Jeanna masih ingat bagaimana ia berlari menuju kepada sang ayah yang tengah membaca koran di ruang tamu untuk meminta perlindungan. Sebuah memori kebahagiaan yang mungkin tak akan pernah Jeanna bisa ulang kembali.
“Bu Sinta—”
“Di mana Mas Seno?” tanya Sinta menyela lebih dulu, sebelum Bima bertanya. Sinta tahu jika Bima hendak melayangkan tanya soal Jeanna yang tiba-tiba ada di sini saat ini.
Sementara itu, Jeanna justru menatap Bima dengan tatapan yang biasa. Tidak tahu saja, jika Bima adalah orang yang disuruh oleh sang ayah untuk mengawasinya.
“Jawab, Bima! Kenapa jadi bengong? Mas Seno di mana? Bukannya tadi masih di ruang tengah?”
“Bapak ada di halaman belakang, Bu Sinta.” jawabnya. “Tapi, Pak Seno berpesan jika beliau tidak ingin di ganggu dulu saat ini.”

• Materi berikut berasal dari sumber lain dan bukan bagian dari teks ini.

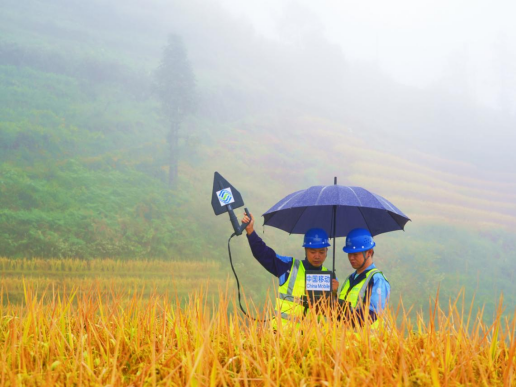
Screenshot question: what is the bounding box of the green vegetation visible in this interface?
[0,0,516,314]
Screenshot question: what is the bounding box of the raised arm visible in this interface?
[242,214,293,282]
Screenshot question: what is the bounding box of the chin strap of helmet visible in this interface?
[357,252,367,272]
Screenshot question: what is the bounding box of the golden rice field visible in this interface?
[0,259,516,387]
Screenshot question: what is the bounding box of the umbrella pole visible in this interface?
[333,177,337,279]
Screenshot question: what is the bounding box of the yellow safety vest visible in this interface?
[273,259,328,328]
[339,268,388,328]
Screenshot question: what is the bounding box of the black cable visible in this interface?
[228,233,272,323]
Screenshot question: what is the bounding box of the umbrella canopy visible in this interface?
[263,185,410,238]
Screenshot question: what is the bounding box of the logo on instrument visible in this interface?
[217,187,235,206]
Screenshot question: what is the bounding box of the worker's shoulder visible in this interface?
[276,255,294,264]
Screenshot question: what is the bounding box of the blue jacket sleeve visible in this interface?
[369,274,391,314]
[247,232,294,285]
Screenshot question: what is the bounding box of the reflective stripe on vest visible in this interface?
[276,259,327,321]
[339,268,387,309]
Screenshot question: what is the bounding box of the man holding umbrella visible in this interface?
[242,214,339,324]
[339,229,391,328]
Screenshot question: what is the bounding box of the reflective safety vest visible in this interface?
[339,268,388,328]
[273,259,328,328]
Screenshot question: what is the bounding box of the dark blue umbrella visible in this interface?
[263,178,410,270]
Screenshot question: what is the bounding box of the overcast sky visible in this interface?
[216,0,516,106]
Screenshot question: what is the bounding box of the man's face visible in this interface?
[306,248,328,267]
[348,250,373,269]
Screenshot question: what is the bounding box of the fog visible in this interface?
[210,0,516,175]
[0,0,516,316]
[220,0,516,112]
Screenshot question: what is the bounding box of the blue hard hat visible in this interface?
[343,229,376,253]
[303,228,331,249]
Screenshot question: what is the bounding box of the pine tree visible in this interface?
[155,35,196,185]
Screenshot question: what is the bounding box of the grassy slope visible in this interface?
[0,1,516,318]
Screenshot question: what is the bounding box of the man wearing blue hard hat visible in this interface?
[242,214,339,323]
[339,229,391,327]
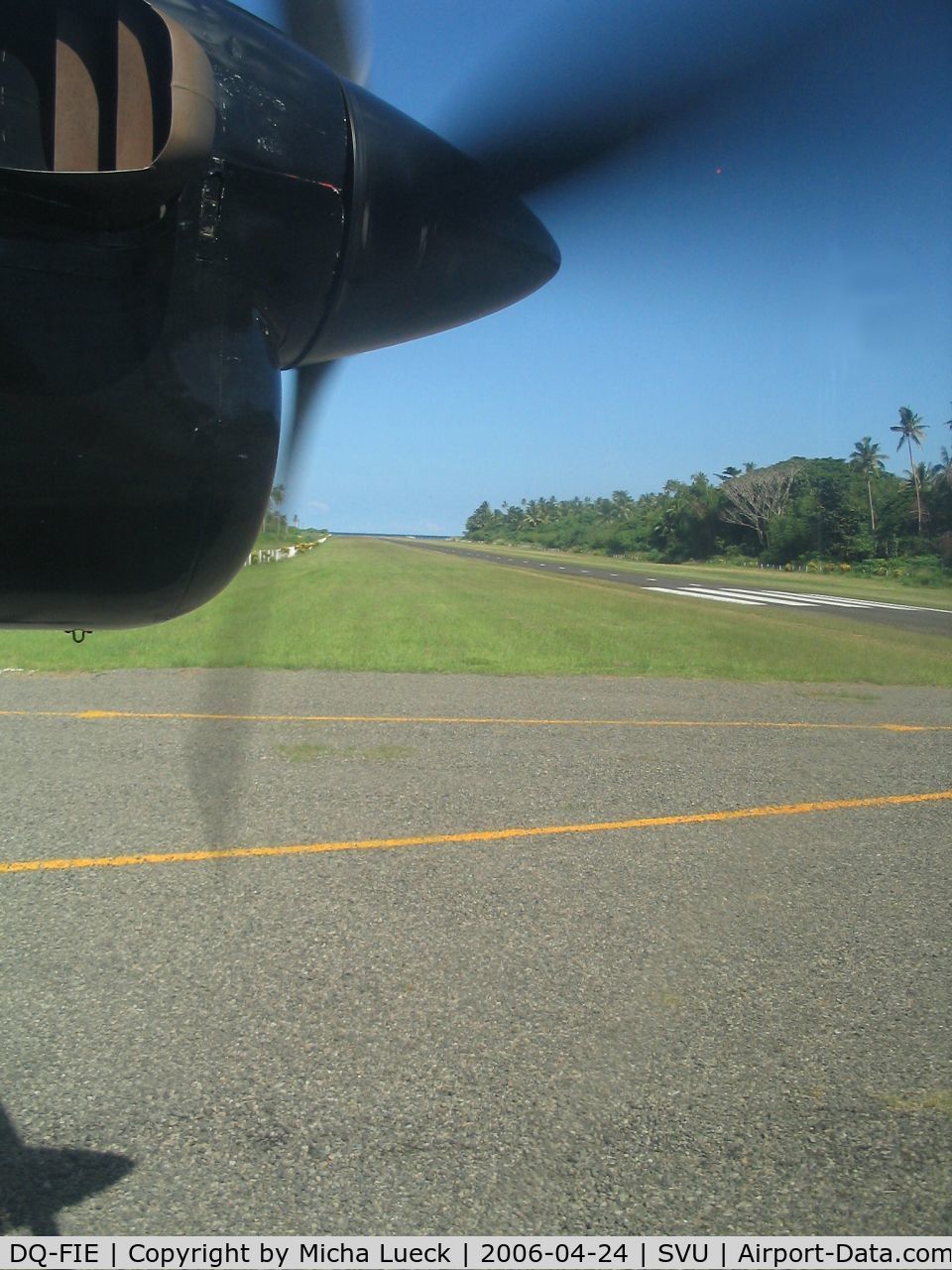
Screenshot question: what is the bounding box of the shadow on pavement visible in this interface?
[0,1105,136,1235]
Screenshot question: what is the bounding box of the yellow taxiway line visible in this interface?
[0,789,952,874]
[0,710,952,731]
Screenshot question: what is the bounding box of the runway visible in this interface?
[0,671,952,1234]
[387,539,952,638]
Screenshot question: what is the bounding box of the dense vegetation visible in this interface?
[464,407,952,580]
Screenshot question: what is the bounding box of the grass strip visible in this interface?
[0,539,952,687]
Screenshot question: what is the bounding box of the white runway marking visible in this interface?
[645,586,765,608]
[644,583,948,613]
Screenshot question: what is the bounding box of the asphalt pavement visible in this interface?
[387,537,952,638]
[0,671,952,1234]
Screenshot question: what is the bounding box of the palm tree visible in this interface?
[890,405,926,534]
[849,437,884,537]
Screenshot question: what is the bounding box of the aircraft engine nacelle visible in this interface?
[0,0,557,629]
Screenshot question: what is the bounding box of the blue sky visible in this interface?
[257,0,952,534]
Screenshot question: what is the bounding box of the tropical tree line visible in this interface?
[464,407,952,568]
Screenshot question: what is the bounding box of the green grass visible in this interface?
[0,539,952,686]
[454,541,952,609]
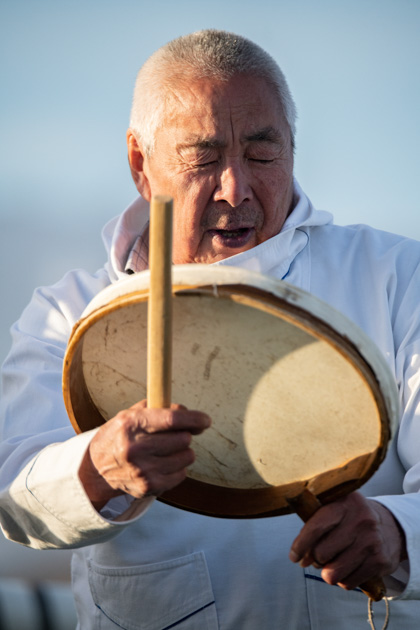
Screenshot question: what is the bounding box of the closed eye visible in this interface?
[248,158,274,164]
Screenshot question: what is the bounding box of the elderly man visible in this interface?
[0,31,420,630]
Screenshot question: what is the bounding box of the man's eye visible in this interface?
[196,160,217,168]
[248,158,274,164]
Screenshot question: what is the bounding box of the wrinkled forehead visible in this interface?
[160,75,290,143]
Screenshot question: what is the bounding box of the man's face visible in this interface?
[130,76,293,264]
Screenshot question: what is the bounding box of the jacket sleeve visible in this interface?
[0,271,153,549]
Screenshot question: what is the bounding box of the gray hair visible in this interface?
[130,29,296,155]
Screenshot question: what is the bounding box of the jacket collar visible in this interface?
[102,180,332,282]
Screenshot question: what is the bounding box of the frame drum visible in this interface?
[63,265,399,518]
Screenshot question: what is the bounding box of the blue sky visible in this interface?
[0,0,420,366]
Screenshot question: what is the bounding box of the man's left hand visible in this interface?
[290,492,407,590]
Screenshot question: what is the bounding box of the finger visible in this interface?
[289,503,344,566]
[115,403,211,435]
[128,431,191,462]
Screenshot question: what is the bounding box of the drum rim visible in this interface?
[63,265,398,518]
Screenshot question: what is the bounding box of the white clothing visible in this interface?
[0,184,420,630]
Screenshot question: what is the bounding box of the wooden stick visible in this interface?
[147,195,172,409]
[287,488,386,602]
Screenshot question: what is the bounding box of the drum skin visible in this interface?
[63,265,399,518]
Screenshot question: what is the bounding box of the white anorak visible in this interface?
[0,183,420,630]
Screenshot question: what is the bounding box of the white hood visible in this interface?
[102,180,333,282]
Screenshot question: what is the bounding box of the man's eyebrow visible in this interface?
[177,137,226,150]
[177,126,284,151]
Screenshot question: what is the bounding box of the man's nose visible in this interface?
[214,162,252,207]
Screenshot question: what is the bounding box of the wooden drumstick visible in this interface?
[147,195,173,409]
[287,488,386,602]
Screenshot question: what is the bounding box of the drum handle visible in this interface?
[287,488,386,602]
[147,195,173,409]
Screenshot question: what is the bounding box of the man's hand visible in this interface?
[290,492,407,589]
[79,400,210,510]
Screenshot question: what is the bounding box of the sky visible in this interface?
[0,0,420,366]
[0,0,420,576]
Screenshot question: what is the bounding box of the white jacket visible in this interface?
[0,184,420,630]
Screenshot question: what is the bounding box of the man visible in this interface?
[0,31,420,630]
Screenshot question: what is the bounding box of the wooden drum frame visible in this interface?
[63,265,399,518]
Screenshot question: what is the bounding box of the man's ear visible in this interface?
[127,129,152,201]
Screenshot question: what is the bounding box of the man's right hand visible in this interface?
[79,400,211,510]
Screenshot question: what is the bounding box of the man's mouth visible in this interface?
[208,227,254,247]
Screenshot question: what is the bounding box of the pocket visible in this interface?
[88,552,219,630]
[304,567,374,630]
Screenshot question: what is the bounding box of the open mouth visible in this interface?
[209,227,254,247]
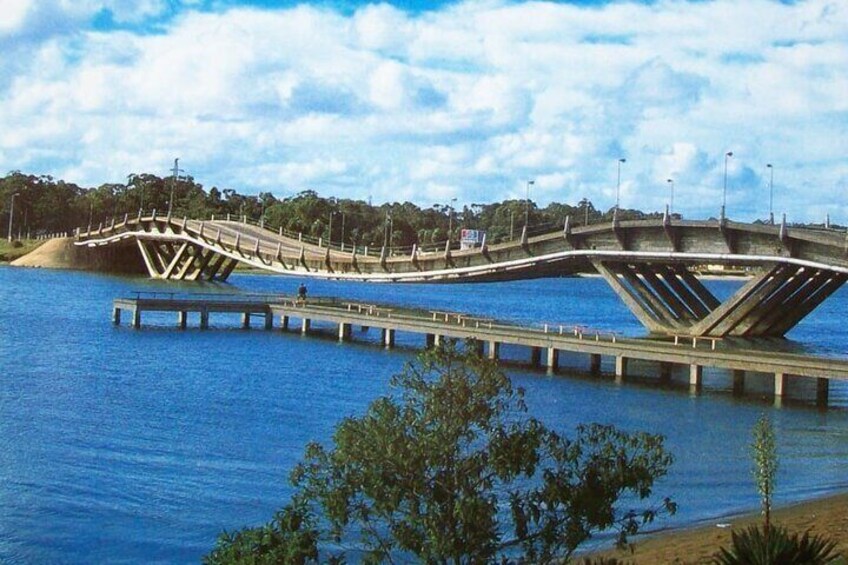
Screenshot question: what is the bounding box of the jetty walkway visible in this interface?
[113,292,848,406]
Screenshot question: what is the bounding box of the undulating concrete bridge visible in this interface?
[75,212,848,337]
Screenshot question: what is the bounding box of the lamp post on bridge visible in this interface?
[766,163,774,225]
[615,157,627,214]
[721,151,733,221]
[9,192,18,241]
[168,157,185,218]
[665,179,674,214]
[448,198,456,241]
[524,180,536,230]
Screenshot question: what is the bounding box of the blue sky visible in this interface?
[0,0,848,223]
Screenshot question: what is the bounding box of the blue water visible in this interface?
[0,267,848,563]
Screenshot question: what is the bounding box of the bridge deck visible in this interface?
[114,295,848,404]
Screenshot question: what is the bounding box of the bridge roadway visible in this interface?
[113,293,848,405]
[81,211,848,338]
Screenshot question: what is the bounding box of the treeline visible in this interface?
[0,171,657,246]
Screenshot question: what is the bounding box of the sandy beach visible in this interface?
[600,492,848,565]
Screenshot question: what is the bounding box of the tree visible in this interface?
[751,414,777,539]
[207,344,675,563]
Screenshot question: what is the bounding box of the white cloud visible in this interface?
[0,0,848,221]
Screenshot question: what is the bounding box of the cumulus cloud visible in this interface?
[0,0,848,221]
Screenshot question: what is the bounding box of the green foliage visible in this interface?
[203,500,318,565]
[207,345,675,562]
[751,414,777,537]
[0,166,668,248]
[715,526,838,565]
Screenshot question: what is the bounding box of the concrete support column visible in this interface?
[816,377,830,407]
[489,341,501,361]
[589,353,601,375]
[774,373,789,397]
[530,347,542,369]
[383,328,395,349]
[689,365,704,389]
[339,322,350,341]
[548,347,559,373]
[615,355,627,381]
[660,361,673,383]
[733,369,745,396]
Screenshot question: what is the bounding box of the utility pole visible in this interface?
[9,192,18,241]
[168,157,185,218]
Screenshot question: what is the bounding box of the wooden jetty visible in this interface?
[113,293,848,406]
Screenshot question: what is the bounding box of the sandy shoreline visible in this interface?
[597,492,848,565]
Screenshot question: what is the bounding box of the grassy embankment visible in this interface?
[0,239,46,263]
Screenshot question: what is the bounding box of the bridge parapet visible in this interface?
[76,215,848,337]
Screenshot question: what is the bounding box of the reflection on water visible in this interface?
[0,267,848,563]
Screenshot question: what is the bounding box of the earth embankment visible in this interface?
[11,237,145,274]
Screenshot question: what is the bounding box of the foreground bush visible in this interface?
[206,345,675,563]
[716,525,838,565]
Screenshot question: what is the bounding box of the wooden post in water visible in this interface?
[733,369,745,396]
[489,341,501,361]
[339,322,350,341]
[689,365,704,390]
[382,328,395,349]
[547,347,559,373]
[816,377,830,407]
[589,353,601,375]
[660,361,673,383]
[530,347,542,369]
[615,355,627,381]
[774,373,789,397]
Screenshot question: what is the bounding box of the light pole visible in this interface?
[9,192,18,241]
[615,157,627,212]
[341,212,344,251]
[168,157,182,218]
[448,198,456,241]
[665,179,674,214]
[766,163,774,225]
[524,180,536,229]
[721,151,733,220]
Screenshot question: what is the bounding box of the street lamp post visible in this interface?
[9,192,18,241]
[721,151,733,220]
[615,157,627,212]
[665,179,674,214]
[524,180,536,229]
[448,198,456,241]
[168,157,182,218]
[341,212,344,251]
[766,163,774,225]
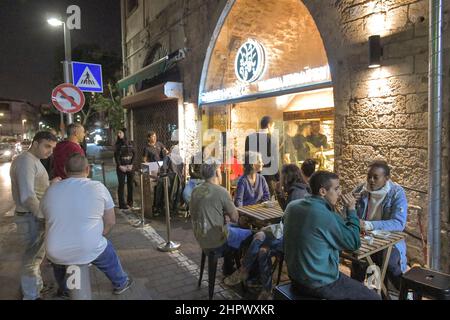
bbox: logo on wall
[234,39,266,83]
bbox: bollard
[66,264,92,300]
[158,175,180,252]
[101,161,106,186]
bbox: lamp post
[47,18,73,127]
[22,119,27,141]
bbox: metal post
[63,22,73,125]
[158,176,180,252]
[428,0,443,271]
[101,161,106,186]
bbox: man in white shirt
[10,131,59,300]
[41,153,132,295]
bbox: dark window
[127,0,139,15]
[0,103,9,112]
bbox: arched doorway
[198,0,335,187]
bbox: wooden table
[341,232,406,299]
[237,202,283,228]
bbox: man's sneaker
[223,269,247,287]
[113,277,134,294]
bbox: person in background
[234,151,270,207]
[41,128,58,180]
[183,149,204,206]
[143,131,169,162]
[10,131,60,300]
[352,161,408,290]
[283,122,298,164]
[245,116,280,194]
[190,158,252,276]
[114,130,135,210]
[294,123,311,161]
[53,123,86,179]
[283,171,380,300]
[307,121,328,149]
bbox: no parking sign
[52,83,85,113]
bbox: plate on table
[262,201,276,208]
[371,230,391,240]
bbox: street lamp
[22,119,27,140]
[47,18,73,126]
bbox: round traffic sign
[52,83,85,113]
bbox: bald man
[41,153,132,296]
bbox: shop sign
[200,65,331,103]
[234,39,266,83]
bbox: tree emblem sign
[234,39,265,83]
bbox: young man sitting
[283,171,380,300]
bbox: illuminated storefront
[199,0,334,188]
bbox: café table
[237,202,283,228]
[341,232,406,299]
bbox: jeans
[53,240,128,293]
[352,247,402,290]
[242,231,283,291]
[291,272,381,300]
[117,169,134,208]
[16,212,45,300]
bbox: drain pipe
[428,0,443,271]
[120,0,128,136]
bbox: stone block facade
[126,0,450,272]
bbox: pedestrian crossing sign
[72,61,103,93]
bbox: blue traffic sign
[72,61,103,93]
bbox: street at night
[0,0,450,312]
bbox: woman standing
[234,151,270,207]
[114,130,135,210]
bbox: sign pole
[63,22,73,125]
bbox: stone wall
[125,0,450,272]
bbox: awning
[118,49,186,90]
[121,82,183,109]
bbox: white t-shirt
[41,178,114,265]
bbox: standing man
[307,121,329,149]
[143,131,169,162]
[10,131,59,300]
[245,116,279,195]
[41,153,133,295]
[53,123,85,179]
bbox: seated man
[190,159,252,275]
[352,161,408,290]
[283,171,380,300]
[41,153,132,295]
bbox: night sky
[0,0,121,104]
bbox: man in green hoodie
[283,171,380,300]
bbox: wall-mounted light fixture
[369,35,383,68]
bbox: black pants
[116,169,134,208]
[292,272,381,300]
[352,247,402,290]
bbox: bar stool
[198,250,240,300]
[399,267,450,300]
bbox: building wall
[127,0,450,272]
[0,99,39,139]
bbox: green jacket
[283,196,361,288]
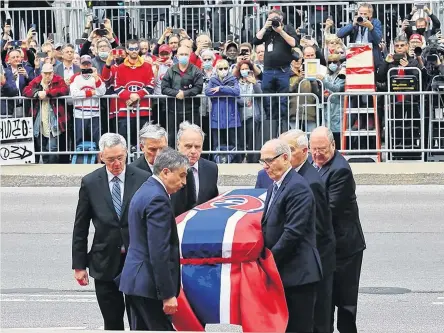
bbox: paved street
[0,186,444,333]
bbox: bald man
[310,126,366,333]
[259,139,322,332]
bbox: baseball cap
[42,64,54,73]
[159,44,173,53]
[409,34,422,41]
[80,54,92,64]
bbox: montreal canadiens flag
[173,189,288,332]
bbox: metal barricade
[178,4,261,43]
[385,67,426,161]
[0,3,87,45]
[93,5,174,42]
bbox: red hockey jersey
[115,57,154,118]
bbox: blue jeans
[74,117,100,146]
[262,67,290,121]
[34,133,65,164]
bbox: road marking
[0,294,96,298]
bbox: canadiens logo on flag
[173,189,288,332]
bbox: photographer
[336,3,383,68]
[401,6,441,41]
[253,10,298,130]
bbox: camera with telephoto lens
[271,17,281,28]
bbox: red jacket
[23,74,69,132]
[115,57,154,118]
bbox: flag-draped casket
[173,189,288,332]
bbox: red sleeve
[102,65,112,81]
[47,77,69,97]
[115,65,131,101]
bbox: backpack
[71,141,97,164]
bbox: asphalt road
[0,186,444,333]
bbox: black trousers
[313,273,333,333]
[94,255,131,331]
[126,295,175,331]
[330,251,363,333]
[285,283,317,333]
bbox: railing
[0,0,444,46]
[0,92,444,163]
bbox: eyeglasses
[105,155,126,163]
[259,153,284,166]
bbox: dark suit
[171,158,219,216]
[119,177,180,331]
[256,160,336,332]
[319,151,366,333]
[72,165,148,330]
[262,170,322,332]
[131,154,153,177]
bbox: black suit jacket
[319,151,366,258]
[298,160,336,276]
[171,158,219,217]
[262,170,322,287]
[72,165,149,281]
[130,154,153,177]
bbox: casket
[173,189,288,332]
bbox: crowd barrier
[0,0,444,43]
[0,87,444,163]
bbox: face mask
[82,68,93,75]
[328,63,338,72]
[416,28,425,35]
[203,61,213,71]
[219,70,228,78]
[99,52,109,60]
[241,69,250,77]
[178,56,189,65]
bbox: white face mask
[219,69,228,78]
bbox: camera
[271,17,281,28]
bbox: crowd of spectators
[0,3,444,163]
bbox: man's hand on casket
[163,297,177,315]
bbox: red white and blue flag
[173,189,288,332]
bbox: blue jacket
[336,18,384,69]
[205,74,241,129]
[0,64,35,117]
[116,177,180,300]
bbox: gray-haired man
[119,147,189,331]
[72,133,149,330]
[131,122,168,175]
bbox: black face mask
[82,68,93,75]
[416,28,425,35]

Sinta tak menyahut, dan memilih mengabaikan ucapan Bima barusan. Dia menarik tangan Jeanna dan mengajaknya untuk pergi menemui Seno di halaman belakang rumah.
Tidak peduli mau Seno berpesan tak mau diganggu sekalipun, Sinta akan tetap menerobosnya. Sinta yakin sekali jika sang suami tak akan mungkin marah, jika yang datang menemuinya adalah anak kandungnya sendiri.
Jeanna menghentikan langkahnya secara tiba-tiba, begitu mencapai ambang pintu belakang. Hal itu tentu saja membuat Sinta otomatis juga menghentikan langkahnya.
Dari tempatnya berdiri saat ini, Jeanna bisa melihat sang ayah tengah duduk di sebuah kursi roda. Duduk termenung sendirian di belakang rumah, dengan view taman buatan di sana.
Jeanna bisa melihat jika semuanya sama sekali tidak pernah berubah. Mungkin hanya ada beberapa bunga yang sedang tidak tumbuh. Tapi semua letaknya sama persis seperti terakhir kali dia angkat kaki dari rumah tersebut.
“Ayo, Jeanna!” seru Sinta yang menarik kembali tangan Jeanna.
Sebenarnya Jeanna menolak dan berusaha untuk menahan agar Sinta berhenti menariknya. Namun terlambat, sebab suara berisik mereka membuat Seno menoleh dengan cepat ke arah mereka.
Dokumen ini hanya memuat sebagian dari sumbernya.